The risk of a severe headache rose by 7.5 per cent for every 5C rise in temperature. Falls in barometric pressure in the previous 48 to 72 hours also had an effect, though to a lesser extent. But other effects such as humidity and air pollution had no impact, the findings revealed.
The results of the study, by scientists at the Beth Israel Deaconess Medical Centre in Boston, in the United States, help put a piece of clinical folklore on an evidential base. But they do not explain the link, or what mechanism may lie behind it.
Kenneth Mukamal, who led the study published in Neurology, said: "Our results are consistent with the idea that severe headaches can be triggered by external factors. These findings tell us that the environment around us does affect our health and, in terms of headaches, may be impacting many, many people."
About 18 per cent of women and 6 per cent of men suffer from migraines, which are more common among the young than the old, and impose a huge drain on the economy from sickness absence. Migraines are known to be set off by triggers, including certain foods, alcohol, stress and hormones. But controversy has surrounded the supposed link with the weather. Dr Mukamal added that patients should try to identify the triggers that lead to their headaches.
Although weather-related triggers cannot be avoided, doctors might be able to prescribe drugs to prevent the effects.
Peter Goadsby, the director of the University of California, San Francisco's Headache Centre and a professor of neurology at the Institute of Neurology, in London, said: "An interesting study that confirms earlier research from Canada that barometric pressure change – and here, increased temperatures – can precipitate migraine. The challenge for clinical science is to link this seemingly odd trigger to the brain mechanisms involved in migraine."

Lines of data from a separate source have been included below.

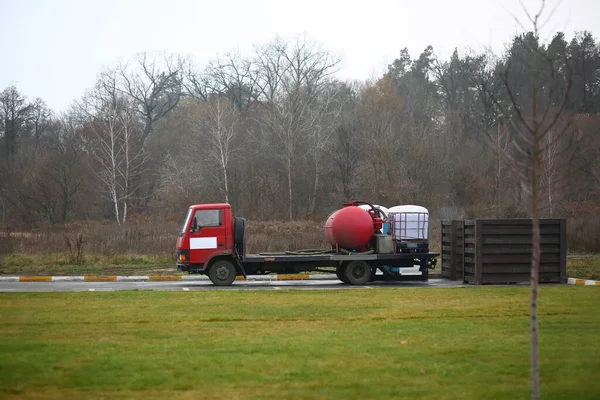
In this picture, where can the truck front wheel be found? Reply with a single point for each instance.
(358, 273)
(340, 272)
(222, 273)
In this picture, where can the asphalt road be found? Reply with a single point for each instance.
(12, 287)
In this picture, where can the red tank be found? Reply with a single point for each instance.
(350, 228)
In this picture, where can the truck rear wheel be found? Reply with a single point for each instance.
(222, 273)
(358, 272)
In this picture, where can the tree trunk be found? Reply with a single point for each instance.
(225, 184)
(535, 256)
(315, 186)
(290, 186)
(535, 266)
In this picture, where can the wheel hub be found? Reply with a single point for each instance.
(222, 273)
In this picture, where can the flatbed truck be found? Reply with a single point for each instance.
(213, 242)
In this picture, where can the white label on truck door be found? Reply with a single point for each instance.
(203, 243)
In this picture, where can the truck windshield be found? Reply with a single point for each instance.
(186, 223)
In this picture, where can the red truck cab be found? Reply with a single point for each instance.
(206, 236)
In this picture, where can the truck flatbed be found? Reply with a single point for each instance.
(333, 257)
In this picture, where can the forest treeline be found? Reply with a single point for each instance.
(279, 136)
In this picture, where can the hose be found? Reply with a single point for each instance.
(311, 252)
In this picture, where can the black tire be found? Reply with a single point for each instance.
(340, 272)
(358, 273)
(222, 273)
(373, 273)
(239, 234)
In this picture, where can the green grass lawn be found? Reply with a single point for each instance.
(463, 343)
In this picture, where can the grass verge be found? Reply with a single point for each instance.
(385, 343)
(61, 264)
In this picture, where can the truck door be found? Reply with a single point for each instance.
(207, 235)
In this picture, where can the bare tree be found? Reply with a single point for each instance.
(154, 82)
(219, 123)
(537, 126)
(116, 142)
(294, 79)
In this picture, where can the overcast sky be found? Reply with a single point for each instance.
(54, 49)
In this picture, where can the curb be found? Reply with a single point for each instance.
(582, 282)
(163, 278)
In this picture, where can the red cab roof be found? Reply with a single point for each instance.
(210, 206)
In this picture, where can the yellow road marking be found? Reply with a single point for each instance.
(165, 278)
(93, 278)
(292, 277)
(35, 279)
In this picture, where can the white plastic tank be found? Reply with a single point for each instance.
(409, 223)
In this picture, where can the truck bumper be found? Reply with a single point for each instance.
(183, 267)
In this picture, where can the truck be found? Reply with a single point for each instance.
(366, 245)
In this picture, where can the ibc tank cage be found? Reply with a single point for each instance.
(409, 227)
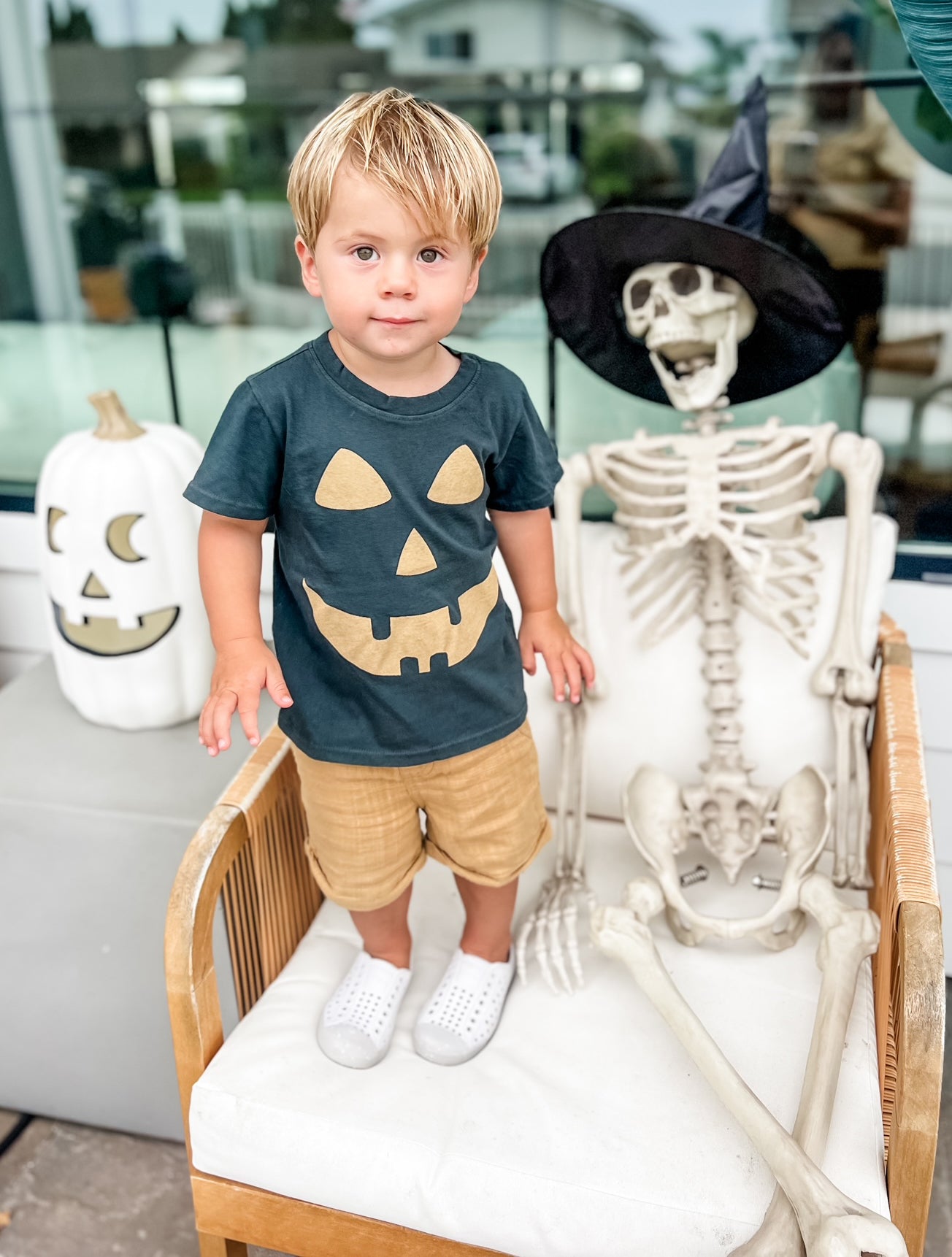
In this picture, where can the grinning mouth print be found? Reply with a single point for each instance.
(101, 635)
(418, 637)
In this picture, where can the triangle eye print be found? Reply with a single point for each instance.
(350, 483)
(459, 479)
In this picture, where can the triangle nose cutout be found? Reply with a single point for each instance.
(417, 557)
(95, 588)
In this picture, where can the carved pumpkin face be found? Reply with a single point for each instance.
(350, 483)
(128, 637)
(110, 630)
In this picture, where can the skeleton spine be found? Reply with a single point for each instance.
(720, 644)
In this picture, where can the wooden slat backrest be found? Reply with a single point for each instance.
(269, 894)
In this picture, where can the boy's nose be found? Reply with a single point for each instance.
(398, 280)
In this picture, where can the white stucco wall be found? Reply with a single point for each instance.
(522, 36)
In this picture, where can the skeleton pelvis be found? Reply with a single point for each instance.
(729, 818)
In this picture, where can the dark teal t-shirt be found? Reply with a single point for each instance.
(389, 625)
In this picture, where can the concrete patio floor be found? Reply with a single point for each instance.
(80, 1192)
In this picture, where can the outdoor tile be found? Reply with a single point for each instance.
(80, 1192)
(8, 1120)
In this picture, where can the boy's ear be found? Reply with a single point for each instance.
(473, 282)
(308, 273)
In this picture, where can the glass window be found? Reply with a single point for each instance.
(149, 245)
(450, 45)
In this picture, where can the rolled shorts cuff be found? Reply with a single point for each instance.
(499, 879)
(369, 899)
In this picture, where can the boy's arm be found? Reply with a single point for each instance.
(231, 574)
(526, 547)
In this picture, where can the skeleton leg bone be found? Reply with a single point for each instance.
(849, 936)
(830, 1223)
(858, 858)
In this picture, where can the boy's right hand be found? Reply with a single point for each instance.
(243, 669)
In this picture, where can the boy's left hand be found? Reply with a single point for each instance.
(567, 663)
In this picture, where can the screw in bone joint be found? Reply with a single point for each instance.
(765, 883)
(694, 875)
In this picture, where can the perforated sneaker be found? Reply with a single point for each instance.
(466, 1008)
(358, 1022)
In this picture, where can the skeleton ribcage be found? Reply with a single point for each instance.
(748, 492)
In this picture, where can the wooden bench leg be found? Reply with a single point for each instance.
(214, 1246)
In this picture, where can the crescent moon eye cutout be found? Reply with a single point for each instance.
(118, 538)
(53, 515)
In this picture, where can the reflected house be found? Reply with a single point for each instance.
(491, 36)
(529, 68)
(106, 99)
(513, 55)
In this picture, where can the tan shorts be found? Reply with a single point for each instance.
(485, 818)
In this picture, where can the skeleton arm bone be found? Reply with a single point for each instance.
(555, 915)
(861, 461)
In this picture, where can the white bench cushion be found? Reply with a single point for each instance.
(653, 705)
(584, 1128)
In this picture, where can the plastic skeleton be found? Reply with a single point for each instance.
(715, 520)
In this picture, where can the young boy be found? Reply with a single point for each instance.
(379, 453)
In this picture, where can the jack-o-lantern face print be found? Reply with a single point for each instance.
(351, 484)
(104, 634)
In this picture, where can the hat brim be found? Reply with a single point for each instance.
(585, 266)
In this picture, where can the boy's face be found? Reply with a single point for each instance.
(390, 288)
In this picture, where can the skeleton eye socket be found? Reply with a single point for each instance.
(639, 293)
(684, 280)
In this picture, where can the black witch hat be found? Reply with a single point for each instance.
(799, 327)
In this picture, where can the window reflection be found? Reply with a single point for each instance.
(166, 128)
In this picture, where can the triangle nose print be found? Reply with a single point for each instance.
(417, 557)
(95, 588)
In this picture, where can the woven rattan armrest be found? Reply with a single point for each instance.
(908, 972)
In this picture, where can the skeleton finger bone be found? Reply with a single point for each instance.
(830, 1223)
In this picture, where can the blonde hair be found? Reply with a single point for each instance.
(426, 158)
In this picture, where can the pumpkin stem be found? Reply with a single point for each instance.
(115, 424)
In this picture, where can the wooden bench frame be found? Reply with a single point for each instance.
(249, 851)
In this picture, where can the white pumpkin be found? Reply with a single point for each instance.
(118, 548)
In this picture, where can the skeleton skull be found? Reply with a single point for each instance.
(692, 317)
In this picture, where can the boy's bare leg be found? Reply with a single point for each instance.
(489, 910)
(385, 931)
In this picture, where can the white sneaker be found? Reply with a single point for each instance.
(466, 1008)
(358, 1022)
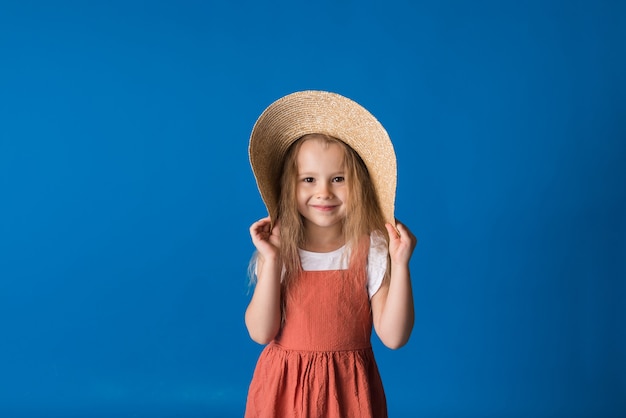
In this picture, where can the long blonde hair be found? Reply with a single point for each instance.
(363, 213)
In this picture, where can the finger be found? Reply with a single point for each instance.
(393, 232)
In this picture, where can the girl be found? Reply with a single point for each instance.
(330, 260)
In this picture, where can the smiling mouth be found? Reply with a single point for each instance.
(324, 208)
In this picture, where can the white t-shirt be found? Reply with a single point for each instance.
(338, 260)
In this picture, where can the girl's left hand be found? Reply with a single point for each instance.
(401, 243)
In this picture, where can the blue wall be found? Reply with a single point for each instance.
(126, 196)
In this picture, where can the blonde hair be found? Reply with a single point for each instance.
(363, 213)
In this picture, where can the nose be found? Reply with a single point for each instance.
(324, 191)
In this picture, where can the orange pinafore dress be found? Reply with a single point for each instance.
(321, 365)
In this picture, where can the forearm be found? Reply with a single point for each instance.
(397, 315)
(263, 315)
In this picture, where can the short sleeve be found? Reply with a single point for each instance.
(376, 263)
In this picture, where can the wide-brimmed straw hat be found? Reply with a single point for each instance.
(319, 112)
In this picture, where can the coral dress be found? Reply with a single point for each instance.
(321, 364)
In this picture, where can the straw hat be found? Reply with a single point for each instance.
(308, 112)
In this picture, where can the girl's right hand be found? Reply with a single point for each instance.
(265, 238)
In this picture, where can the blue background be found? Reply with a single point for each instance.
(126, 197)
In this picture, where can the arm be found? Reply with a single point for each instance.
(392, 305)
(263, 315)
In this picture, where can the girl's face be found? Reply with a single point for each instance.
(321, 190)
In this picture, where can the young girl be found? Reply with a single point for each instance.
(331, 260)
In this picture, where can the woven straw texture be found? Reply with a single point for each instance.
(307, 112)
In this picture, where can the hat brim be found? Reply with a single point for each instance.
(309, 112)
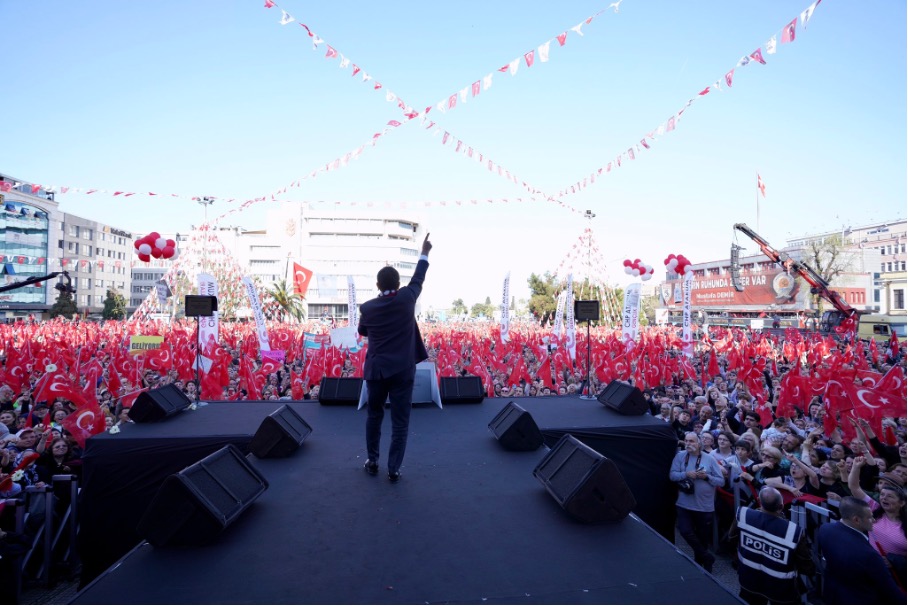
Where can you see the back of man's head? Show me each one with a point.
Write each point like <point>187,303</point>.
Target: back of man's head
<point>388,279</point>
<point>770,500</point>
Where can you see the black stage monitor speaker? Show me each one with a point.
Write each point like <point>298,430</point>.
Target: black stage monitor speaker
<point>462,390</point>
<point>157,404</point>
<point>515,429</point>
<point>586,484</point>
<point>624,399</point>
<point>339,391</point>
<point>194,506</point>
<point>280,434</point>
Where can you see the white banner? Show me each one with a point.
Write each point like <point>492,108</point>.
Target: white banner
<point>571,342</point>
<point>631,316</point>
<point>352,311</point>
<point>505,305</point>
<point>687,342</point>
<point>255,305</point>
<point>558,328</point>
<point>208,327</point>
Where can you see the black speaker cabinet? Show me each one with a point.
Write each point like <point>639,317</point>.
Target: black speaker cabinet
<point>194,506</point>
<point>462,390</point>
<point>515,429</point>
<point>280,434</point>
<point>586,484</point>
<point>157,404</point>
<point>624,398</point>
<point>344,391</point>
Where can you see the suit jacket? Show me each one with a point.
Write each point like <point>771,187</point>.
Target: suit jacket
<point>855,572</point>
<point>390,324</point>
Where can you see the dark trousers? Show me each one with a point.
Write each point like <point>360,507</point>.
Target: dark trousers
<point>697,529</point>
<point>399,389</point>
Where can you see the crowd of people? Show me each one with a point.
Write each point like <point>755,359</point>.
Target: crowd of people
<point>813,416</point>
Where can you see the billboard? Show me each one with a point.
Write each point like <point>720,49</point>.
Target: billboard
<point>761,289</point>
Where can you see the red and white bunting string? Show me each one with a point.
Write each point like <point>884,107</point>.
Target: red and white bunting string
<point>787,36</point>
<point>467,151</point>
<point>460,97</point>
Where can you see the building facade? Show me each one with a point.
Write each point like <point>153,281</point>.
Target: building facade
<point>334,245</point>
<point>873,280</point>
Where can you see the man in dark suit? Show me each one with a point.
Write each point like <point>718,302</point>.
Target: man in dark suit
<point>395,348</point>
<point>855,572</point>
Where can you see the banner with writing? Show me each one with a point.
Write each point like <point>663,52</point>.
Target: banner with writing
<point>208,326</point>
<point>505,307</point>
<point>631,314</point>
<point>256,305</point>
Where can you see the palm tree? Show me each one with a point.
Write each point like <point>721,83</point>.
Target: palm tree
<point>289,303</point>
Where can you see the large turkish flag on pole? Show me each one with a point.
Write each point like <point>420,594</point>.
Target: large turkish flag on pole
<point>301,278</point>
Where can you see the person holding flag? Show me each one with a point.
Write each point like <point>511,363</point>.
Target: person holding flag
<point>395,348</point>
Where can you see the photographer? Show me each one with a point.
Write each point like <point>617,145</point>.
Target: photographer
<point>697,476</point>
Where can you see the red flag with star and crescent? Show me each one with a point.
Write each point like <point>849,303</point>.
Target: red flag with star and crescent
<point>84,423</point>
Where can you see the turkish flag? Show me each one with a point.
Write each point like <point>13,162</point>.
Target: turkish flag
<point>84,423</point>
<point>301,279</point>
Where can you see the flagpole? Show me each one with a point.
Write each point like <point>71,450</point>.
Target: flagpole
<point>758,202</point>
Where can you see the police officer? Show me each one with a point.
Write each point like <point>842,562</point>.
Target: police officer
<point>771,553</point>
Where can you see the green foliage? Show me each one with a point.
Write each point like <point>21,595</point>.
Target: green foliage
<point>288,302</point>
<point>114,306</point>
<point>64,306</point>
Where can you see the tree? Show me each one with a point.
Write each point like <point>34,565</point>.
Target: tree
<point>288,302</point>
<point>114,305</point>
<point>458,308</point>
<point>64,306</point>
<point>828,257</point>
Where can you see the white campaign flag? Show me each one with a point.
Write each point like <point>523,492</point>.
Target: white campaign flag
<point>505,303</point>
<point>255,305</point>
<point>571,342</point>
<point>208,327</point>
<point>352,311</point>
<point>630,316</point>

Dr Andrew Dowson, the chairman of the medical advisory board of the British charity Migraine Action, said: "The study ... recognises three main problems: that the doctors did not diagnose as per the International Headache Society guidelines; that the temperature was not that personally experienced by the patient but rather a central reading for the geographical area; and that the timing of the onset of headache was not accurate (the time of hospital contact was recorded). In addition of course we must recognise that most people with headache do not attend casualty or even call a doctor but simply self medicate and rest.
"I am sure that migraineurs will be interested in these results, which will likely confirm personal observations more often than surprise."
This week, Friday is forecast to be the day with the sharpest temperature rise in the capital – to 14C – and could push more to reach for their medication.